On Monday, officials with the San Diego Police Department identified the deceased as 60-year-old Andrew Farnham.

The incident began when officers received a call around 4:11 p.m. March 30, about a man armed with a gun who had threatened to shoot family members as well as himself at 6500 Bonnie View Drive in San Carlos. According to Lt. Andra Brown, Farnham was a resident of the home where police were called.

“Officers responding to the call gathered at a nearby park to formulate a plan to take the male safely into custody,” Brown said. “The plan included less-lethal options, such as extended range impact weapons and police canines.”

A 91-year-old “reporting party” then exited the home and walked to the officers as they were getting set up outside the home, per SDPD.

“Before the officers could ascertain more specific information from the man, the suspect walked into the open garage and pointed what appeared to be a handgun at the officers, prompting one sergeant to draw his service weapon and fire,” Brown said. “The male was struck at least once by gunfire.”
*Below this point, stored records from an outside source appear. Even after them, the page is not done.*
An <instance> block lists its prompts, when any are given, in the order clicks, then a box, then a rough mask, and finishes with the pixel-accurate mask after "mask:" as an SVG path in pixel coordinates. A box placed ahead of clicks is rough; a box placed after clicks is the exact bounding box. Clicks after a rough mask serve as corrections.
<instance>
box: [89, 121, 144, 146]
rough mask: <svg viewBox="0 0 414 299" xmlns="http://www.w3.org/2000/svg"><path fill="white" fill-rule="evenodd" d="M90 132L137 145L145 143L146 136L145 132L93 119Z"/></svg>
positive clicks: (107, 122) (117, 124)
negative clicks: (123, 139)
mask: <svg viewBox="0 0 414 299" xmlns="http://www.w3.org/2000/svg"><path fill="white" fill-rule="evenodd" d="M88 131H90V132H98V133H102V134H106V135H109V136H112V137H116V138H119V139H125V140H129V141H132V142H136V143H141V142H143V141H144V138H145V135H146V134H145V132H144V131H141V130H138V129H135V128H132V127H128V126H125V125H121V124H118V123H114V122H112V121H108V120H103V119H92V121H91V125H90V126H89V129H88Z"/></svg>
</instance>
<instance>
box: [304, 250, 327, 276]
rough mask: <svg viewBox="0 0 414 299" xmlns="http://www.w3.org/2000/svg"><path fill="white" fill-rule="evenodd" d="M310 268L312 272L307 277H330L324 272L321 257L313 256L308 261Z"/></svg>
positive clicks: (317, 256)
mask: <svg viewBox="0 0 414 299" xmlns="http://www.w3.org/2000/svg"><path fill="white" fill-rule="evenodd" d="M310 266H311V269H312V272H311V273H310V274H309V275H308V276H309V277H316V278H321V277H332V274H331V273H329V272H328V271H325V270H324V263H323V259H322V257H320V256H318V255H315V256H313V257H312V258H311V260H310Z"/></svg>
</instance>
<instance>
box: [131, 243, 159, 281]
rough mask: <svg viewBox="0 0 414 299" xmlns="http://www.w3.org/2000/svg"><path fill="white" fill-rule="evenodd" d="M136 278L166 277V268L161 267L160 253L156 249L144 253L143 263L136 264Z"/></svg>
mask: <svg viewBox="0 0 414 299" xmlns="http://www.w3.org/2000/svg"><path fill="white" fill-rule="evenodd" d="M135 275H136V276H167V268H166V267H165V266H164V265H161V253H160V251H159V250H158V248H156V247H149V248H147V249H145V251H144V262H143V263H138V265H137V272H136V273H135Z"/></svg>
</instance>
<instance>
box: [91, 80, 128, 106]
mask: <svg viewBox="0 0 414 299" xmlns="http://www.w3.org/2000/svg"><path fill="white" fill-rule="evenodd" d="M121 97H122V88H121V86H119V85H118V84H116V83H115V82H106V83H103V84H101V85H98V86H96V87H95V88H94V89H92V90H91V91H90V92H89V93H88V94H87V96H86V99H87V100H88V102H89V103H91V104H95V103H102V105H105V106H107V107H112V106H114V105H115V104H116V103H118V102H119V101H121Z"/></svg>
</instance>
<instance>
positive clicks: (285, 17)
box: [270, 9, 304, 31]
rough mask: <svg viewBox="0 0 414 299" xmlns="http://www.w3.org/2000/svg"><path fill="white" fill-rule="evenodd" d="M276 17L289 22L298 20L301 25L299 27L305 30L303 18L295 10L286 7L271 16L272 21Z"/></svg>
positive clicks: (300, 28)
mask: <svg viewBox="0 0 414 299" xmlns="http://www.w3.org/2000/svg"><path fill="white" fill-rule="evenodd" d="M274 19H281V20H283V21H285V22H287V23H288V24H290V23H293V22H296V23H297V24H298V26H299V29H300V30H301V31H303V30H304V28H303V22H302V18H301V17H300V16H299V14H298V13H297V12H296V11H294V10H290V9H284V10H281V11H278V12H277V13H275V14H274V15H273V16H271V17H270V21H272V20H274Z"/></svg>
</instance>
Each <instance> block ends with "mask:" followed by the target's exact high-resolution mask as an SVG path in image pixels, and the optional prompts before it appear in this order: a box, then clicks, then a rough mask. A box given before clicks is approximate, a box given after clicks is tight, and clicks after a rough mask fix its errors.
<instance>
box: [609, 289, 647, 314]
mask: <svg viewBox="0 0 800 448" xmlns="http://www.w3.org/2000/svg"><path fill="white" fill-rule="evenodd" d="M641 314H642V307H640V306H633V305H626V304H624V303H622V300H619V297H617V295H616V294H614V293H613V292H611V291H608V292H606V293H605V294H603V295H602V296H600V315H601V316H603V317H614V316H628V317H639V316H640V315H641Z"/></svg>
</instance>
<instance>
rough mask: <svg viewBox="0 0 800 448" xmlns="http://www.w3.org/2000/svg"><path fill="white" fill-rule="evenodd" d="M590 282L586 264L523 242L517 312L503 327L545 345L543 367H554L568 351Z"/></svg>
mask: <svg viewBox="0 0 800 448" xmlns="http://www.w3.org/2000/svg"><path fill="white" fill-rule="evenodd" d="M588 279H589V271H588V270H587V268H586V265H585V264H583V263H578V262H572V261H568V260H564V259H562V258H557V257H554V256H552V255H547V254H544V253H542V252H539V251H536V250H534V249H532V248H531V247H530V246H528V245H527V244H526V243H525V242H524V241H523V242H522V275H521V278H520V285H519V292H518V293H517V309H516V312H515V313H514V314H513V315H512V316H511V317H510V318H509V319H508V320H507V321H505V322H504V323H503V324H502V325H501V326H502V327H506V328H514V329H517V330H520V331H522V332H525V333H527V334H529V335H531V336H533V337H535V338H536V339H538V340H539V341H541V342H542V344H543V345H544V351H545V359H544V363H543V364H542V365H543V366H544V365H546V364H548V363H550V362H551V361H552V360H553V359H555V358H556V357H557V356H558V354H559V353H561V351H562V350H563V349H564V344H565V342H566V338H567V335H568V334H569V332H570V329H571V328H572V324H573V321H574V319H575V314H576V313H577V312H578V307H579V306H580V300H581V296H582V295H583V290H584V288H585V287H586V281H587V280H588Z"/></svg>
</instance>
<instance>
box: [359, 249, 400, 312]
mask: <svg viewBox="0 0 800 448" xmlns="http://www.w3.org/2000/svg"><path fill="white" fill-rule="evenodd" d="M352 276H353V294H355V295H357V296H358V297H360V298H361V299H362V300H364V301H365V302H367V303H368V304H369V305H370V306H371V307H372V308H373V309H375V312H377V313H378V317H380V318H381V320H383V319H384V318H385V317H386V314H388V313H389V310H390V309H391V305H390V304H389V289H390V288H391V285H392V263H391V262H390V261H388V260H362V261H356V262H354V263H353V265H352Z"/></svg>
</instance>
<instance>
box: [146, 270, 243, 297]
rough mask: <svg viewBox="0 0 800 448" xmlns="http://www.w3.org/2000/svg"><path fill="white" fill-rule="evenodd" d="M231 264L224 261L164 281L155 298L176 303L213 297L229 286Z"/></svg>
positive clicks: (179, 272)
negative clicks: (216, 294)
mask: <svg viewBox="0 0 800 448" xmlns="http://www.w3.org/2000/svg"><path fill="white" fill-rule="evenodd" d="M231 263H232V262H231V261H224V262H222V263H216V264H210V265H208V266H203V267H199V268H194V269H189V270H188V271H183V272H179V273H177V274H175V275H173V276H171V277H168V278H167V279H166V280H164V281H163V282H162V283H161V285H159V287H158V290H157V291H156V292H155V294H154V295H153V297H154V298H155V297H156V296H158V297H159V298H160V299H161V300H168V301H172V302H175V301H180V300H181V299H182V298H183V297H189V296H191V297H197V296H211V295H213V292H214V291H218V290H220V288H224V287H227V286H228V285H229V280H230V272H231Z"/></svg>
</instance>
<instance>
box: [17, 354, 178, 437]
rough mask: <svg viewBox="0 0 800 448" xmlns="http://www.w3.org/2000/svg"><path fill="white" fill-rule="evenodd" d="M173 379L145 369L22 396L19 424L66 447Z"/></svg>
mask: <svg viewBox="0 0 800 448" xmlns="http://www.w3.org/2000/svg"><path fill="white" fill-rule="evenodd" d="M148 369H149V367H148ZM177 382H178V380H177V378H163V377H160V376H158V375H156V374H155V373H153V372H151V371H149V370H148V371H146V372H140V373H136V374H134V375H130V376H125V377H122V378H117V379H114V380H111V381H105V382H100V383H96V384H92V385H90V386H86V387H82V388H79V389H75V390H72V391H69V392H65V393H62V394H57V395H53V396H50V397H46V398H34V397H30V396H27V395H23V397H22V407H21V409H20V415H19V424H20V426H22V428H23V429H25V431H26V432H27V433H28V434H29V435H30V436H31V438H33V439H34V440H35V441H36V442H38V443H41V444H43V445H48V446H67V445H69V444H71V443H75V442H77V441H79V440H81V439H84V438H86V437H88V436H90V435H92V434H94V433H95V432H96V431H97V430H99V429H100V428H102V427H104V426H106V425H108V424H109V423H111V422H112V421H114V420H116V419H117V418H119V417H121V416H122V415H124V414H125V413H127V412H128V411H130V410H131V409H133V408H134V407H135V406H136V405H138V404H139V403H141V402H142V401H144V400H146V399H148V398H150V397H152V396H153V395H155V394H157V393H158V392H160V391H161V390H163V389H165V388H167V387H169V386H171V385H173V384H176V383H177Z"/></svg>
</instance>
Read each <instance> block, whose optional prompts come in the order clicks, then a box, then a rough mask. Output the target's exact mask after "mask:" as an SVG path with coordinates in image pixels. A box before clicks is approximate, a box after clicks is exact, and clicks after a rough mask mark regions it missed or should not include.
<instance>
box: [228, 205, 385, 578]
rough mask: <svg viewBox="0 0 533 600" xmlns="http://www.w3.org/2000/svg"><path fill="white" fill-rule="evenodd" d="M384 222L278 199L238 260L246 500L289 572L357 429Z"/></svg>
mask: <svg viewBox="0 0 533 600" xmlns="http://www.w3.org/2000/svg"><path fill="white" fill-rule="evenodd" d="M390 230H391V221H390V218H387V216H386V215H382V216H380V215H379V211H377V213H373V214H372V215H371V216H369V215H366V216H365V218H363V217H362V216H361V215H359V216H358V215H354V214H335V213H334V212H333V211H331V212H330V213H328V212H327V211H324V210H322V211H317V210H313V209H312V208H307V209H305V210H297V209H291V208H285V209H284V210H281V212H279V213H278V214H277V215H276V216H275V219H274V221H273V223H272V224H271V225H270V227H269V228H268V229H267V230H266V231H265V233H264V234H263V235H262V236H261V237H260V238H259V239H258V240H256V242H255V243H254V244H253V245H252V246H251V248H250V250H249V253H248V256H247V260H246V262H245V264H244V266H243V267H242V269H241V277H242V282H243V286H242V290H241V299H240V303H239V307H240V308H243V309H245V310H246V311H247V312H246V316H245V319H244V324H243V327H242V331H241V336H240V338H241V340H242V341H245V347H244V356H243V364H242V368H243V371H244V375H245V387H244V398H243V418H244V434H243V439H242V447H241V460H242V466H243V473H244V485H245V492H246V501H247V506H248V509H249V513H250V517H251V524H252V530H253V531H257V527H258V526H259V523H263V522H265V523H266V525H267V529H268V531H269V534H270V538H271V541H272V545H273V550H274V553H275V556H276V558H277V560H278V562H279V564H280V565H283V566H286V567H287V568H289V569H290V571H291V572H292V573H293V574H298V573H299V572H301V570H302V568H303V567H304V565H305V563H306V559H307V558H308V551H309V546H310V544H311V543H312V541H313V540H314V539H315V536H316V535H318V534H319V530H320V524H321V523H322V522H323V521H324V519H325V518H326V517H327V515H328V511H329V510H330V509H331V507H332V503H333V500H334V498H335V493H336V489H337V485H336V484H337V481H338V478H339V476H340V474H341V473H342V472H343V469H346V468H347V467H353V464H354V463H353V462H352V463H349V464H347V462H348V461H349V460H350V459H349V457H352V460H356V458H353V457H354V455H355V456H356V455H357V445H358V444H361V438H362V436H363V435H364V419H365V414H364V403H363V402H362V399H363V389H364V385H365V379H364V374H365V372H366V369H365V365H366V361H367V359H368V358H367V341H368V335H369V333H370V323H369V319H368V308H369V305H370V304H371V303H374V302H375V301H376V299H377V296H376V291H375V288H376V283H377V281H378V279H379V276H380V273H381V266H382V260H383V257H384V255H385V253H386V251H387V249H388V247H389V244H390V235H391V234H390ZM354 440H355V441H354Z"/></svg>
First responders were able to render aid and transport Farnham to a local hospital, where he underwent emergency surgery, Brown said. Farnham died the following day around 3 p.m.

The San Diego Police Department’s Homicide Unit later discovered a BB pistol that police say belonged to Farnham.

The name of the sergeant, a 14-year veteran with SDPD, is not being released at this time, Brown said. He is currently assigned to the Police Canine Unit.

Anyone with information regarding this incident is asked to call the Homicide Unit at (619) 531-2293 or Crime Stoppers at (888) 580-8477.

Editor’s note: If you are feeling distressed or concerned for a loved one’s wellbeing, help is available through the National Suicide Prevention Lifeline at 800-273-8255. It provides free and confidential emotional support 24 hours a day, seven days a week. You can also call a loved one, member of the clergy or 911.

The California Peer-Run Warm Line also offers free support for nonemergency mental health issues, and can be reached at 855-845-7415 on 7 a.m. to 11 p.m. Monday through Friday, 7 a.m. to 3 p.m. Saturdays, and 7 a.m. to 9 p.m. Sundays.